Contact Energy fights back as customer exodus accelerates
Contact Energy fights back as customer exodus accelerates
by Pattrick Smellie
Aug 9 (BusinessDesk) – Contact Energy Ltd. has effectively slashed its electricity tariffs for prompt paying online customers after losing more than 8,000 customers in July.
The losses are the second month of record losses since the Electricity Authority began a campaign urging consumers to shop around for lower power prices.
“Naturally, we are concerned about these losses,” said Ruth Bound, Contact’s general manager, retail. The company had recently launched an unprecedented 22% discount for customers who receive their bills online and pay on time.
Contact lost 7,679 customers in June, the first month of the “What’s My Number?” campaign, and the pace accelerated last month, with a further 8,034 customers leaving for other retailers last month.
The only other electricity retailers to lose customers last month were Mercury Energy, which dropped 2,465 in what is believed to be a deliberate strategy to slim down its customer base, and TrustPower, which lost 448 customers.
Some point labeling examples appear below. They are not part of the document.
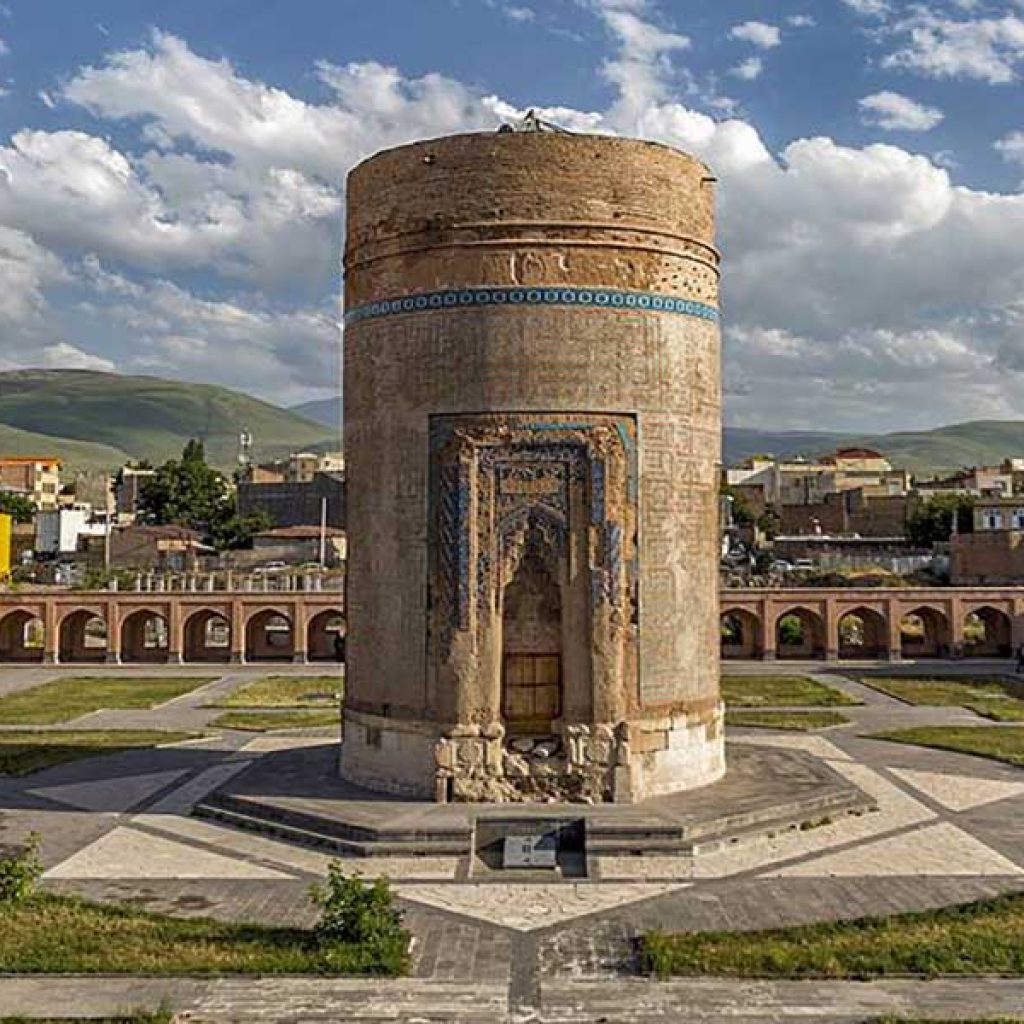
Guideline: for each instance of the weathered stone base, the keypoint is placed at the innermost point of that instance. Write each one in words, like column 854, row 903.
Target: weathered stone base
column 589, row 764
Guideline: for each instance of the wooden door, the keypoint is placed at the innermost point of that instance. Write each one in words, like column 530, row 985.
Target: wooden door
column 532, row 692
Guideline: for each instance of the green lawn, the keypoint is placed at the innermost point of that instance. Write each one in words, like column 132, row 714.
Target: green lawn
column 64, row 935
column 65, row 699
column 1003, row 742
column 780, row 691
column 254, row 721
column 986, row 937
column 798, row 721
column 991, row 697
column 25, row 751
column 286, row 691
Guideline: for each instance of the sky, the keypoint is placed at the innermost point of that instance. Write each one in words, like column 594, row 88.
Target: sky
column 172, row 179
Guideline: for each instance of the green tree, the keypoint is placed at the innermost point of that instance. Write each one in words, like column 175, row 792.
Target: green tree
column 187, row 492
column 932, row 521
column 22, row 509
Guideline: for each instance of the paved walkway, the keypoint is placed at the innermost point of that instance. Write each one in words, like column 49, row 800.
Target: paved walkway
column 948, row 828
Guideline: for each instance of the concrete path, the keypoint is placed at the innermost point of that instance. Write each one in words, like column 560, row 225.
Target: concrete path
column 634, row 1001
column 949, row 828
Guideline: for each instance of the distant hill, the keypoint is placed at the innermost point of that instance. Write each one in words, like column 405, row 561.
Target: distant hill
column 923, row 452
column 327, row 412
column 95, row 420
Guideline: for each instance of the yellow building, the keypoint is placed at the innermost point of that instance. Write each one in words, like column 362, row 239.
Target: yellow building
column 36, row 477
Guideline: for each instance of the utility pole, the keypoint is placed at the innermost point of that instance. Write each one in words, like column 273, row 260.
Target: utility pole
column 324, row 532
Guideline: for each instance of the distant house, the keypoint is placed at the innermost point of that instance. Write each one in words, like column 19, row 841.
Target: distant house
column 37, row 477
column 296, row 545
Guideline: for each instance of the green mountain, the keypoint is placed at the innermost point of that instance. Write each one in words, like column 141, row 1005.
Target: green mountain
column 95, row 420
column 326, row 412
column 923, row 452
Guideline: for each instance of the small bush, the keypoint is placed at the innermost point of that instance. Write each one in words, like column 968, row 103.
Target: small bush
column 354, row 912
column 19, row 872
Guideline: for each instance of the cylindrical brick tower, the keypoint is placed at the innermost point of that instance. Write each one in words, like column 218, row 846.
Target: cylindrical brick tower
column 532, row 420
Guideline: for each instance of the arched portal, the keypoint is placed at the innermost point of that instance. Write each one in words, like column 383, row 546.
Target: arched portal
column 82, row 637
column 326, row 637
column 800, row 633
column 863, row 635
column 144, row 637
column 207, row 637
column 740, row 634
column 531, row 650
column 987, row 633
column 925, row 633
column 22, row 636
column 269, row 637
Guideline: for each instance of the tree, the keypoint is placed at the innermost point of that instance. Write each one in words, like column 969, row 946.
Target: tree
column 932, row 522
column 22, row 509
column 187, row 492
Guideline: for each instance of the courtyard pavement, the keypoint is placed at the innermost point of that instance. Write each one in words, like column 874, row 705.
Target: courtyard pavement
column 948, row 828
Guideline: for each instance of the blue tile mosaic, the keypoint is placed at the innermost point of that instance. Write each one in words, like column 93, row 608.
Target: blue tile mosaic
column 472, row 297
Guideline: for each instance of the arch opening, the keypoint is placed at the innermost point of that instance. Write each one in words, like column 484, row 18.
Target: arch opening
column 207, row 637
column 531, row 650
column 144, row 637
column 326, row 637
column 987, row 633
column 740, row 635
column 82, row 637
column 925, row 633
column 269, row 637
column 863, row 635
column 22, row 637
column 800, row 634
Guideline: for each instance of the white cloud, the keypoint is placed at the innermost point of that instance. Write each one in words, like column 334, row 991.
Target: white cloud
column 894, row 112
column 749, row 70
column 868, row 8
column 988, row 49
column 758, row 34
column 1011, row 146
column 858, row 281
column 61, row 355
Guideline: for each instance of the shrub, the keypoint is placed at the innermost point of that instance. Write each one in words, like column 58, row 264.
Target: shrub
column 19, row 872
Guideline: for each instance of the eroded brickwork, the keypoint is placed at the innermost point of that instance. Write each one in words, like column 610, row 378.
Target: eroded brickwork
column 531, row 377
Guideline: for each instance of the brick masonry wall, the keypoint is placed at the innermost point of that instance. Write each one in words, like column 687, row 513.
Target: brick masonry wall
column 530, row 212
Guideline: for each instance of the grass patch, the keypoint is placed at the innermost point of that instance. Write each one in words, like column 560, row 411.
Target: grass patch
column 64, row 699
column 998, row 743
column 254, row 721
column 780, row 691
column 285, row 691
column 798, row 721
column 985, row 937
column 65, row 935
column 990, row 697
column 24, row 752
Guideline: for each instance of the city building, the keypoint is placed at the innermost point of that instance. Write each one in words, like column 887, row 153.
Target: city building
column 296, row 504
column 36, row 477
column 127, row 488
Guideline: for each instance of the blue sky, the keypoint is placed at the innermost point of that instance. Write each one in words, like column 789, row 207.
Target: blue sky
column 171, row 178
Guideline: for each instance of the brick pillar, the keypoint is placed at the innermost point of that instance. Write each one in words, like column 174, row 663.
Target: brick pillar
column 768, row 633
column 113, row 616
column 51, row 637
column 894, row 615
column 238, row 633
column 832, row 630
column 300, row 632
column 175, row 633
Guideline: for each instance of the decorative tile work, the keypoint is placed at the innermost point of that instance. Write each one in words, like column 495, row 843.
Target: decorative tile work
column 465, row 298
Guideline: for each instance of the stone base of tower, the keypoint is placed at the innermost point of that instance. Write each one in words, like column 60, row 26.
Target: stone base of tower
column 622, row 763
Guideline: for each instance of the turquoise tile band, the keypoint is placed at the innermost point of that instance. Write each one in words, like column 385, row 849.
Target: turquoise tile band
column 465, row 298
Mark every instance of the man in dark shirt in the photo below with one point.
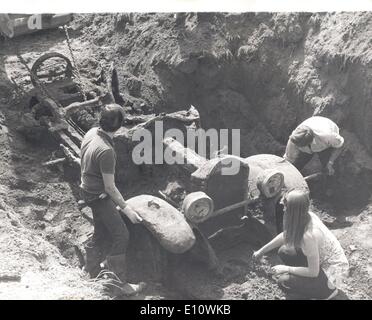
(98, 160)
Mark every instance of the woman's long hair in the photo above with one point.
(296, 217)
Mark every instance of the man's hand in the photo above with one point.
(330, 169)
(257, 255)
(132, 215)
(279, 269)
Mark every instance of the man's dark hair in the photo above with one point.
(302, 136)
(111, 117)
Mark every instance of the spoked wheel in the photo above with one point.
(51, 67)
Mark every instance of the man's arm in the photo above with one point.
(107, 167)
(115, 195)
(291, 151)
(112, 190)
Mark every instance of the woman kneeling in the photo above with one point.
(315, 263)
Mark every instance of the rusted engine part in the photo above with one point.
(49, 99)
(221, 224)
(53, 72)
(127, 170)
(182, 118)
(53, 118)
(26, 24)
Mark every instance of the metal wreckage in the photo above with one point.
(217, 211)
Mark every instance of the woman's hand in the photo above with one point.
(132, 215)
(280, 268)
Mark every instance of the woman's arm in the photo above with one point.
(276, 242)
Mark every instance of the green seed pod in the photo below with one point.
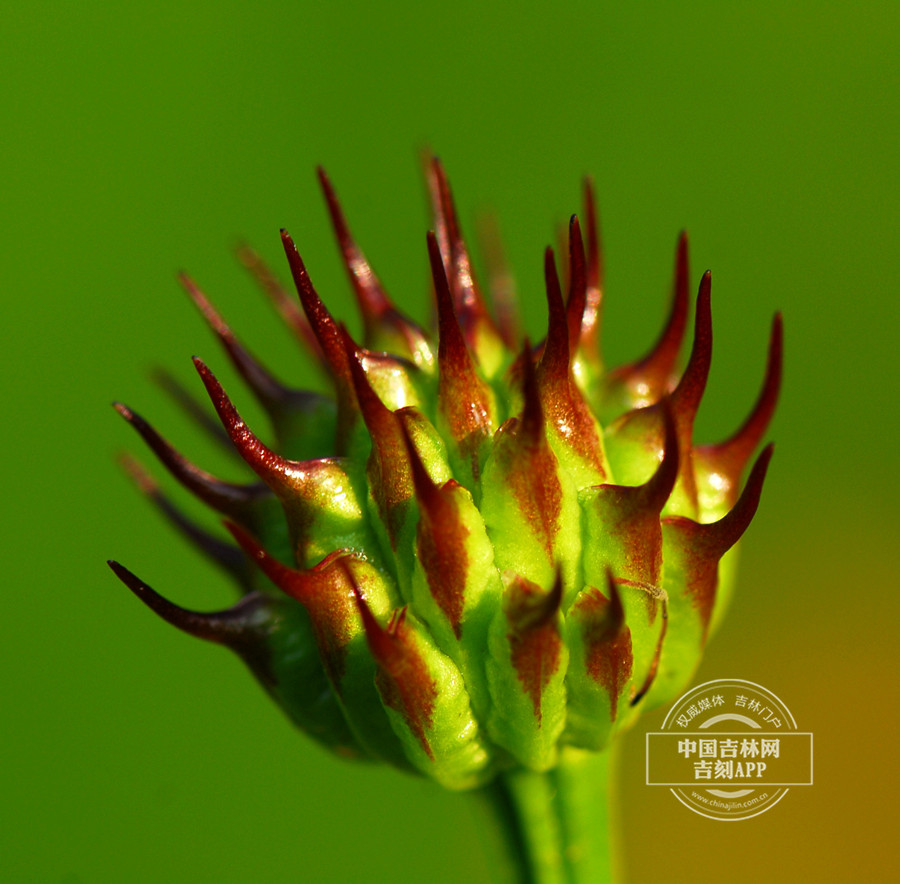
(479, 553)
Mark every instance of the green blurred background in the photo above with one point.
(140, 141)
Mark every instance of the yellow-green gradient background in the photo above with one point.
(141, 139)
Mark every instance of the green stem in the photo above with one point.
(557, 824)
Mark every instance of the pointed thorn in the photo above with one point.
(191, 406)
(232, 627)
(532, 419)
(687, 395)
(656, 367)
(273, 469)
(223, 554)
(732, 454)
(660, 485)
(271, 393)
(286, 305)
(321, 321)
(554, 364)
(590, 323)
(380, 641)
(452, 349)
(728, 530)
(373, 302)
(577, 299)
(226, 497)
(466, 297)
(501, 285)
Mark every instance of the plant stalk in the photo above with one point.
(556, 825)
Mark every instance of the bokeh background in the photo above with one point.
(139, 140)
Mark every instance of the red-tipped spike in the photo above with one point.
(233, 627)
(225, 497)
(634, 539)
(534, 638)
(440, 540)
(554, 364)
(609, 660)
(656, 491)
(725, 533)
(241, 628)
(286, 305)
(501, 284)
(273, 469)
(654, 666)
(328, 336)
(705, 544)
(730, 457)
(191, 406)
(223, 554)
(649, 377)
(373, 301)
(685, 398)
(562, 401)
(590, 322)
(467, 299)
(687, 395)
(389, 471)
(577, 298)
(274, 396)
(324, 590)
(463, 396)
(403, 679)
(531, 423)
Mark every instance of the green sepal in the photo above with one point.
(526, 668)
(427, 704)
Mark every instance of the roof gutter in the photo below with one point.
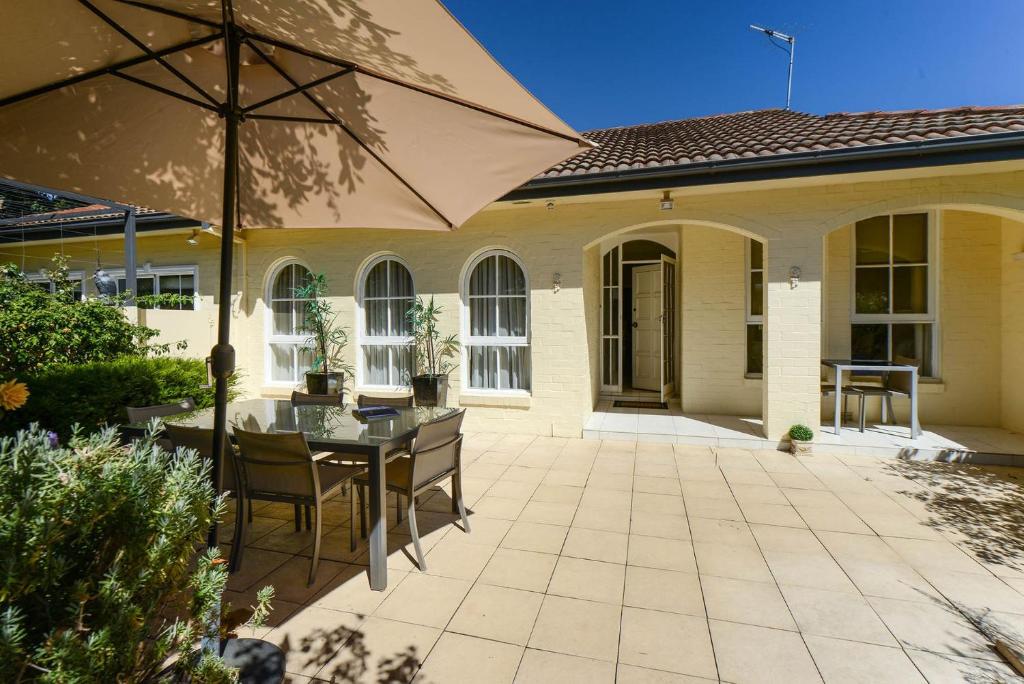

Like Contact, TrustPower has traditionally had both the highest electricity prices in the market, and resisted taking on new customers at low tariffs during the last three years of increasing retail electricity market competition.
Contact’s total customer numbers stood at 456,023, a 13.6% drop since they peaked in September 2008 before self-inflicted brand damage began a slide that has barely halted since, and became a flood in the last two months.
The 22% “prompt payment discount” replaces the previous 12% discount, which was raised from 10% in an early response to the more competitive environment which began to emerge from late 2008. It excludes payments by credit cards, but is otherwise being automatically implemented automatically for all current online customers.
“If you already meet the criteria, then you automatically get it,” said Bound.
“We think this is a discount that will reward customers and offer additional benefit for staying with Contact,” she said, but declined to comment specifically on whether Contact retained any profit margin on customers availing themselves of the new offer.
“We look at the integrated value chain through the organisation,” she told BusinessDesk. “This is an investment in retention and long term value so we are comfortable with the numbers we see.”
As both an electricity generator and retailer, Contact has long sought to “hedge” its generation output by matching it with known demand from a mix of industrial, commercial and residential customers.
However, Bound said Contact did not expect current switching levels would last “forever” and like the rest of the industy, the company expects electricity prices to rise as new wind, geothermal and other forms of generation will be more expensive than in the past.
“We aren’t walking away from where we think prices are going to go in the future,” said Bound. “Over time, prices will rise.”While it was early days, initial indications were that the 22% discount was helping to save customers who might otherwise be lured to competitors.
Checks with the Consumer’s Institute Powerswitch website, based on a family of five using only electricity (no gas or LPG), show in some regions that the new discount has pulled Contact into a competitive position against even online retailer PowerSwitch, which recently gained top spot in Consumer’s member poll of electricity retailers.
The biggest customer gains in July went to Meridian and its subsidiary Powershop, which between them added 4,261 customers, Genesis and its subsidiary Energy on Line, with a collective gain of 4,195, and Pulse Utilities, which added 1,352 customers.